The movie ends with Damon in the back seat of a car, a kid on his left and a dude driving in front. Damon's looking straight ahead. Then, blue screen of death.

But what does it all mean? Most of the movie consists of beautifuly filmed shots of two dudes walking aimlessly in the desert. Gosh, it's boring. Your mind wanders, you start thinking of other things. It's really an audacious experiment here by Gus Van Sant...the pace is too slow to even sustain a narrative. You start thinking there's gotta be something extra-narrative going on. Van Sant fuels these thoughts with several bizarre (but low-key bizarre, not like Eraserhead-bizarre, so you might miss them, especially if you've dozed off) things:

  1. Gerry is the name of both characters, or at least what they call each other. It is also used as a verb -- "We really gerry'd that one." Interesting note -- The original title of the film was The Actual Gerry, to differentiate the person from other instances of the word. All this could suggest that the 2 characters are just facets of the same person. Some on this very internet have suggested that Damon is the rational/masculine side and Affleck the emotional/feminine side.
  2. A couple of times in the film, Affleck's voice appears to be coming out of Damon's mouth. It may only appear that way, it's not totally clear. My wife actually had to ask me "who said that?" once because of this phenomenon. Does this mean they are the same person?

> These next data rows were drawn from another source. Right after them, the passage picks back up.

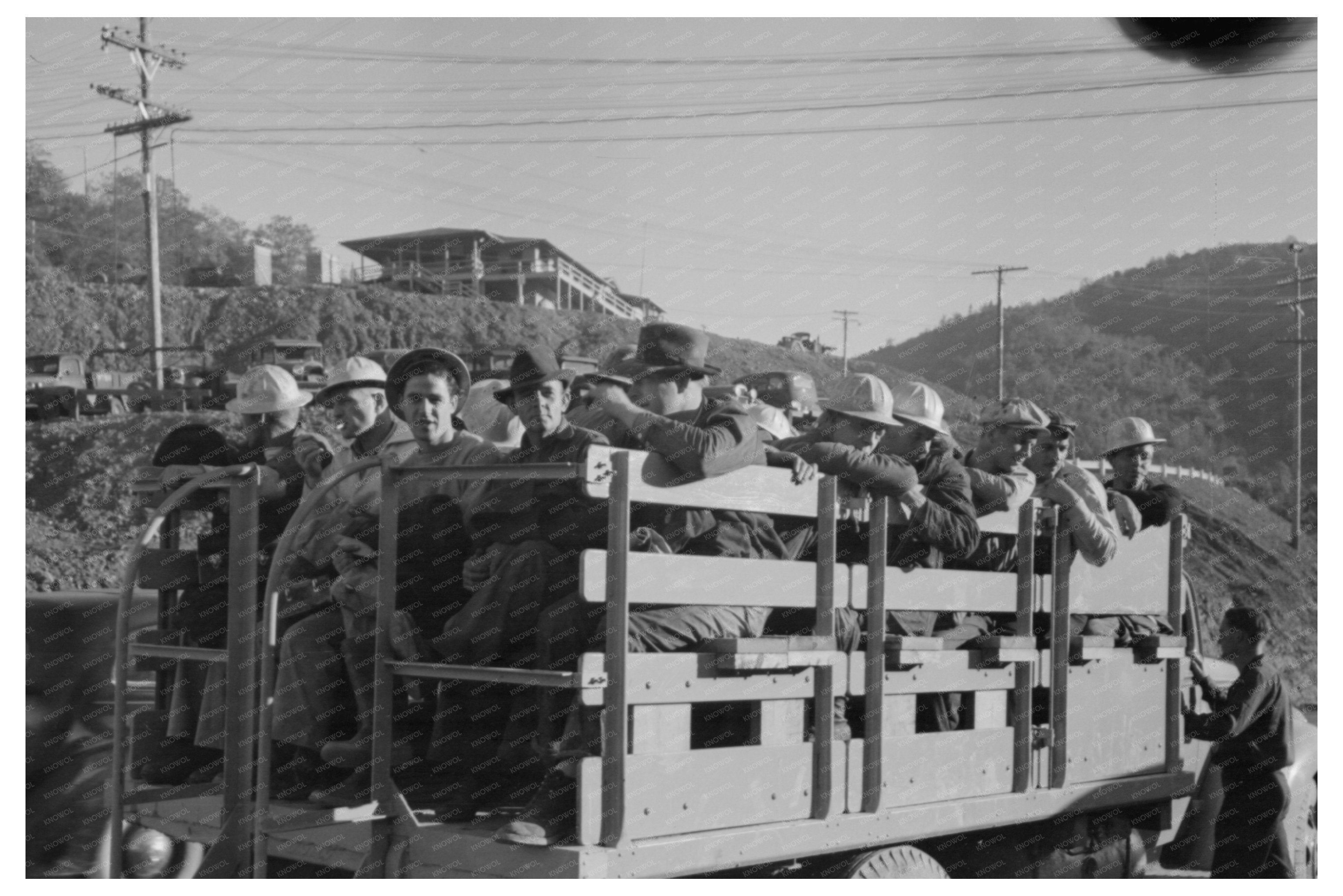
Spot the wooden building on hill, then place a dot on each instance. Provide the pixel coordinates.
(476, 264)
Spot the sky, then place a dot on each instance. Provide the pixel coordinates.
(753, 176)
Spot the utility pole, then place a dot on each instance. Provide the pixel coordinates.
(845, 317)
(1000, 270)
(1300, 350)
(147, 61)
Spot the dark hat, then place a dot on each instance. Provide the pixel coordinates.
(668, 347)
(530, 369)
(398, 377)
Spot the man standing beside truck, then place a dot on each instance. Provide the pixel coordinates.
(1251, 726)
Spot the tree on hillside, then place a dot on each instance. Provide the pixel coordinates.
(292, 243)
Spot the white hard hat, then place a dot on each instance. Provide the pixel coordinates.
(353, 373)
(268, 388)
(1127, 433)
(864, 397)
(918, 403)
(772, 420)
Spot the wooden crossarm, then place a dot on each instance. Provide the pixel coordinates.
(681, 581)
(965, 590)
(657, 481)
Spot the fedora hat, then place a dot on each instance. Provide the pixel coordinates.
(1019, 413)
(918, 403)
(399, 374)
(530, 369)
(268, 388)
(1127, 433)
(864, 397)
(666, 347)
(353, 373)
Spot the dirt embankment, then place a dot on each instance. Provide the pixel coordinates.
(80, 520)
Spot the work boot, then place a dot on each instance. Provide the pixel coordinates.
(359, 750)
(550, 819)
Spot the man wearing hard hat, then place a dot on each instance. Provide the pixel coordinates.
(1130, 448)
(312, 707)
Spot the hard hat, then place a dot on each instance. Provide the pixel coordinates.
(268, 388)
(919, 403)
(397, 378)
(353, 373)
(772, 420)
(1127, 433)
(1019, 413)
(864, 397)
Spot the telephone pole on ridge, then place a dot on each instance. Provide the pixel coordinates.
(147, 61)
(1300, 350)
(845, 317)
(1000, 270)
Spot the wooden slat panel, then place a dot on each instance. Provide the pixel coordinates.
(692, 678)
(1110, 738)
(936, 768)
(713, 789)
(656, 481)
(946, 671)
(1134, 582)
(941, 590)
(679, 581)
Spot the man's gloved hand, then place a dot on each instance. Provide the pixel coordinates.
(313, 454)
(1126, 512)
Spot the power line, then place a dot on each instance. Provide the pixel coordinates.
(730, 113)
(728, 135)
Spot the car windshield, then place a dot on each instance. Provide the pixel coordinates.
(45, 364)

  3. As the movie goes on, you realize that Damon is clearly the smart one, but he's constantly deferring to Affleck. When he stops deferring is when they decide to go straight north (they had been going northeast because of the influence of Affleck). It is this decision that leads to the rescue.
  4. The mirage scene, where Affleck is having the mirage of being able to tell Damon that he knows where the car is. It's weird, because you expect Damon to be having the mirage of Affleck knowing where the car is.

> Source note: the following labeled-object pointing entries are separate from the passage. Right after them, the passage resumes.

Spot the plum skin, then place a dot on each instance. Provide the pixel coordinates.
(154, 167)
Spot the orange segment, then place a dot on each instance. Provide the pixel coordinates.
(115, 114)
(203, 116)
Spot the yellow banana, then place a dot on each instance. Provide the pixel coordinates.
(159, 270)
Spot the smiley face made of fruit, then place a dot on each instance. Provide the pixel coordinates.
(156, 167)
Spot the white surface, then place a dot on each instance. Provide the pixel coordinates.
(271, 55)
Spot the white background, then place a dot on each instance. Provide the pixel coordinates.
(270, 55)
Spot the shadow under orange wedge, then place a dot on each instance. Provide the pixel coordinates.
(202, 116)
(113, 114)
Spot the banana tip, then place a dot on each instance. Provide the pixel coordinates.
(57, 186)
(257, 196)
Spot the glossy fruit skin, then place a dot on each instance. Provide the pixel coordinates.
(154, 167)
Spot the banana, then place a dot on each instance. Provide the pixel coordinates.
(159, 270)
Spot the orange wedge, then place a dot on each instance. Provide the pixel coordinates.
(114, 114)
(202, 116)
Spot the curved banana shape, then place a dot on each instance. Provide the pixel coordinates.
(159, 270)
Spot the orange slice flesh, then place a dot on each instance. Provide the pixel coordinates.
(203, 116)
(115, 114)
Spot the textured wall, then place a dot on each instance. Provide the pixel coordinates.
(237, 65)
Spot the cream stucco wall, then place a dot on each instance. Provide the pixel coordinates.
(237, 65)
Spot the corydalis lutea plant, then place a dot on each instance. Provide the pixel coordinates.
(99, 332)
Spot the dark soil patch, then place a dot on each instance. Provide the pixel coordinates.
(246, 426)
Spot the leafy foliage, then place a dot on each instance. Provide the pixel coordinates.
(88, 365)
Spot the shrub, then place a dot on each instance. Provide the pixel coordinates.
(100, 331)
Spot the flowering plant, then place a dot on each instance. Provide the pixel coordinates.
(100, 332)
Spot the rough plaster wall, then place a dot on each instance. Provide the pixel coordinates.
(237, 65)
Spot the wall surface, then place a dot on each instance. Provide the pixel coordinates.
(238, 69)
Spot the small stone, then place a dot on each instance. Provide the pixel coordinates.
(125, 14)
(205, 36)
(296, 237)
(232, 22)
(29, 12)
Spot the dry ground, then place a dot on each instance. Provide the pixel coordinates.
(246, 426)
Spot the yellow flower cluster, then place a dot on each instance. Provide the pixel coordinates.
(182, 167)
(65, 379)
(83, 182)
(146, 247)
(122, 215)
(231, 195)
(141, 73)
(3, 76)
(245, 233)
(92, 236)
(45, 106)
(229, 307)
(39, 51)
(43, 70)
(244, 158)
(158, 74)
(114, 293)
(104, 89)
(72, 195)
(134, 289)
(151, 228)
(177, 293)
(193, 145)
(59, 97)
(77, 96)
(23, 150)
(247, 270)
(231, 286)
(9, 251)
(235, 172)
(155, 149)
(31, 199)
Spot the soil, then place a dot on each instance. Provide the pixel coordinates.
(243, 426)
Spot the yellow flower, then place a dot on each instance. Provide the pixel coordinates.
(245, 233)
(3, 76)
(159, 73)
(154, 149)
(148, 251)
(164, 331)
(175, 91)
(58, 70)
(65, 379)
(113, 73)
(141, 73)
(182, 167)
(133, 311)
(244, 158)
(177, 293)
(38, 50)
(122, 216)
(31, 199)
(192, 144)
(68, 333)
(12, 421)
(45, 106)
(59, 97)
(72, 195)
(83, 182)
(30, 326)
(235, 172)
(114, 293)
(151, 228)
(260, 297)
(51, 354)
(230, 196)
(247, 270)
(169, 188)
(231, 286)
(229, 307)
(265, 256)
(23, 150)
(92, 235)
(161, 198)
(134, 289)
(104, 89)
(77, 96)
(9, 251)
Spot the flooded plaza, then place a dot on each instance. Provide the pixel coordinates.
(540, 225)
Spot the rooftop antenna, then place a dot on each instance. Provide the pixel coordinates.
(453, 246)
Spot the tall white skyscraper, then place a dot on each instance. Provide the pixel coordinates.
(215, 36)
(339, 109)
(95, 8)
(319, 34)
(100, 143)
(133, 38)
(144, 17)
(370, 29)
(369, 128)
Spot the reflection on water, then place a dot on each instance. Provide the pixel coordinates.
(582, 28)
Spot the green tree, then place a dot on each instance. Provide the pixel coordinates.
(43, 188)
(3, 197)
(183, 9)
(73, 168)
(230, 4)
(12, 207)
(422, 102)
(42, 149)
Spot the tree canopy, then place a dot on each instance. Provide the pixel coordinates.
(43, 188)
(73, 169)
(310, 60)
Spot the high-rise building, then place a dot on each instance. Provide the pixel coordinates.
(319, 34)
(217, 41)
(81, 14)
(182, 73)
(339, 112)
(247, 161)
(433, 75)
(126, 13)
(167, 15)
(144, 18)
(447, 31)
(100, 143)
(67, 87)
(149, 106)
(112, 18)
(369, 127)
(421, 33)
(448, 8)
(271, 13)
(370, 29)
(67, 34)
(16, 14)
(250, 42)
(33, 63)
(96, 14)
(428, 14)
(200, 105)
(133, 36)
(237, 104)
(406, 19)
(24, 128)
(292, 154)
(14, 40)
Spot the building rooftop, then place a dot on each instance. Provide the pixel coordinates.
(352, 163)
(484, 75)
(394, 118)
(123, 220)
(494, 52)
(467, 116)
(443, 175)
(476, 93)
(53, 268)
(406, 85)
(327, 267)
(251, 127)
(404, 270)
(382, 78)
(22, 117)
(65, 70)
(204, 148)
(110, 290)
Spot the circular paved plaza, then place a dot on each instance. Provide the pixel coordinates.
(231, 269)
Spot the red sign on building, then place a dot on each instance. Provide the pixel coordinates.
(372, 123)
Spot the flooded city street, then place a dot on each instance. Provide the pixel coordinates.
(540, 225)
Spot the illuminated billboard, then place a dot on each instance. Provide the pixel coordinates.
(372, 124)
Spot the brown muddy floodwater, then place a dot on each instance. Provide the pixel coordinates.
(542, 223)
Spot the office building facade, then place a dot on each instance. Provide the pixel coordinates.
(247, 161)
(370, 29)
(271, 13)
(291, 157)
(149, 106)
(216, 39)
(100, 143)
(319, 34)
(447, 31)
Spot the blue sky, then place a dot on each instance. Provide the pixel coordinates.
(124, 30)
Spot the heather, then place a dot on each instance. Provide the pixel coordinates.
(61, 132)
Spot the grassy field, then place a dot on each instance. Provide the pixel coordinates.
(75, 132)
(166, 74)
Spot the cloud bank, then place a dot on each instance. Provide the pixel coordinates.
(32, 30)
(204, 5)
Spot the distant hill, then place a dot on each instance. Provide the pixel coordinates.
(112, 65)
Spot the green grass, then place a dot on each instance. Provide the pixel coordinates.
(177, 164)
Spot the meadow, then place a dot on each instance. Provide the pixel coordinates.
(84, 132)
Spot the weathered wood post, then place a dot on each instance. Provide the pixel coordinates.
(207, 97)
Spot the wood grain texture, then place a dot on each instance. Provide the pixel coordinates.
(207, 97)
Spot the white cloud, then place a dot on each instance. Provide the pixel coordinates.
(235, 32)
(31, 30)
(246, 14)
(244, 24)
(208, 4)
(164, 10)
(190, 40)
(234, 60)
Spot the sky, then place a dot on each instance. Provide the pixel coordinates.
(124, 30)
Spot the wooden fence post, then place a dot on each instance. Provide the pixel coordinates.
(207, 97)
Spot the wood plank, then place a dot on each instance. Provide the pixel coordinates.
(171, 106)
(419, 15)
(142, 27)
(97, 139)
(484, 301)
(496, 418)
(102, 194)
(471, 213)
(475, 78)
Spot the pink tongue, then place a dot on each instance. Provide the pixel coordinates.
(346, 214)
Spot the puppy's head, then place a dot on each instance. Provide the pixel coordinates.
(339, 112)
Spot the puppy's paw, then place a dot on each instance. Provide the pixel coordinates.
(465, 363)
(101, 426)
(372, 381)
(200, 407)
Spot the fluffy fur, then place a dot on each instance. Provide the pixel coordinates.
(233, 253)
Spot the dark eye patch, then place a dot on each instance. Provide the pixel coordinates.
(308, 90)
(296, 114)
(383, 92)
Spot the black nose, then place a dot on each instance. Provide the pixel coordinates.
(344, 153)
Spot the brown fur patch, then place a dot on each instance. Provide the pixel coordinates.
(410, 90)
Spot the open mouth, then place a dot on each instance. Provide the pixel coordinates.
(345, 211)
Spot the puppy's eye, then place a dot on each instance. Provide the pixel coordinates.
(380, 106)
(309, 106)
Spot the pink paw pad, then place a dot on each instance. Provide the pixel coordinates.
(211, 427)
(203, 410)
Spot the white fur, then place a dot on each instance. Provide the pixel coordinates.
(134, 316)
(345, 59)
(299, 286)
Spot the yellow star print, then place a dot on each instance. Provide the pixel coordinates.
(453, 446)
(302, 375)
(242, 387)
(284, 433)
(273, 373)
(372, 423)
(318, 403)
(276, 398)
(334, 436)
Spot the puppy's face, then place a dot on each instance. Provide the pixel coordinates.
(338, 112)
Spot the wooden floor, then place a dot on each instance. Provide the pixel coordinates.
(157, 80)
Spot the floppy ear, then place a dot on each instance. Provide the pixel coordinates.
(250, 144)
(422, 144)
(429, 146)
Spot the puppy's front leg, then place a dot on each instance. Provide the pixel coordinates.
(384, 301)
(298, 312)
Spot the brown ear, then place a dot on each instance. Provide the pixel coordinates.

  5. The scene preceding the mirage where Damon is watching Affleck, with eyes that could mean, "If we're going to get out of here, I'm going to have to do it." And then the camera spins all the way around Affleck's head, and we don't see Damon anywhere. Is this when the mirage was happening, after Damon had walked away? Or is there only one Gerry?
  6. The final death scene of Affleck is weird, from Affleck saying "I'm leaving now" to Affleck reaching out to Damon, who pushes his hand away and finally appears to strangle him. Killing his emotional side? The inspiration for the movie is the now-well-known story of the man who got lost in the wilderness with another man, killed the other man because he begged him to, and was rescued less than 24 hours later and tried for the other man's murder. Do we just take it at face value? After the strangulation, Damon falls back down and then a car starts speeding around desert roads. Is this a dream? The car comes up to him, finds him. Once again, a premonition? Isn't that part of an emotional side? Or is it a dream? Or is that the real part? Who knows.

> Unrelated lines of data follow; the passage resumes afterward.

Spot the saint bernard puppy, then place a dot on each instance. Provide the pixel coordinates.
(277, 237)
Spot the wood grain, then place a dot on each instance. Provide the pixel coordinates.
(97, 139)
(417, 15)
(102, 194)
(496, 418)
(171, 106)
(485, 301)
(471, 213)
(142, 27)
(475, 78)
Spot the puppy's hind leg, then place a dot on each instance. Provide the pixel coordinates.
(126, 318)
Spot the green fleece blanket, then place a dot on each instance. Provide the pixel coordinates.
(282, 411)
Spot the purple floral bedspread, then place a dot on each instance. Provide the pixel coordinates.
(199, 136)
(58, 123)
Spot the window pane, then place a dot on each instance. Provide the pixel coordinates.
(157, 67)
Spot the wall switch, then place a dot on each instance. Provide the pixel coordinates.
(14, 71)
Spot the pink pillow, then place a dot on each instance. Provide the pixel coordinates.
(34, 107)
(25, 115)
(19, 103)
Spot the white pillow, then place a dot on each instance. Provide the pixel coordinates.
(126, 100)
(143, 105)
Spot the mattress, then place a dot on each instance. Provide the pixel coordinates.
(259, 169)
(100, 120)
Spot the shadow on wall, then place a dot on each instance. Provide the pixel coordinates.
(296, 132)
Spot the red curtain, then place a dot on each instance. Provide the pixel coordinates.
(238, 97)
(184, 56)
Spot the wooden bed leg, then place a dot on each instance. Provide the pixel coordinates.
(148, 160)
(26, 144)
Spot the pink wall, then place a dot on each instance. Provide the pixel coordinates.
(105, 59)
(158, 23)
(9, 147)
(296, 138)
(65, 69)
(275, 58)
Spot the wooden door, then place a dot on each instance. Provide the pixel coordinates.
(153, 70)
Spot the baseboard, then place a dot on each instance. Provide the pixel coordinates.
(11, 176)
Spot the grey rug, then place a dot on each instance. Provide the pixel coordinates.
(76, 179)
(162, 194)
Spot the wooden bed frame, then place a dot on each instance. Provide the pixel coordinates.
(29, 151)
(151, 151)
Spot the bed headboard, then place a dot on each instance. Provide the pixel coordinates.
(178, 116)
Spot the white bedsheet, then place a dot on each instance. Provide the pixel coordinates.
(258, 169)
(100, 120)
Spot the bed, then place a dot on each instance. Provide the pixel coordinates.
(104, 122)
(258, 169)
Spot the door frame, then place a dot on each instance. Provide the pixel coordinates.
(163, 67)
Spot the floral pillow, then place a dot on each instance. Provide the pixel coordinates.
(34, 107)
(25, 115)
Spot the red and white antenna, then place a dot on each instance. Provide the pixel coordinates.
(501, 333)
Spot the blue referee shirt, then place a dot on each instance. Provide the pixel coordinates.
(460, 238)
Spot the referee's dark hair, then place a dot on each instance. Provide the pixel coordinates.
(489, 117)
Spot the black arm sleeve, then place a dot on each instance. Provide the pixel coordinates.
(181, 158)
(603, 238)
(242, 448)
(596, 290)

  7. Earlier, when they're deciding to go north, they do the same POV shot of the speeding car, as if to determine what way is north. Does the car symbolize them? Does is symbolize the rescuers? Is that the route they were driving on before this whole mess started?
  8. How did Affleck get on that rock anyway?
The problem is, all these weird things beg for a second watching, and that is one thing I just cannot do. I'm sorry, Gus. I don't care if I missed anything. The thought of sitting through even the "important" parts of the movie, the parts with dialogue, makes mind mind curl up into a fetal ball and say "please don't beat me with that movie again". Maybe after another 75 Netflix movies. It was daring to make a film so intent to show what it must be like to be trapped in the desert (even if its the desert of our own mind). But much like people who have been actually trapped in the desert, I have no intention of reliving the experience.

My wife liked it, though. All in all, I give it 2 overpriced popcorns out of 5, because it's excruciatingly dull, but interesting enough to be a valid movie. It affects you.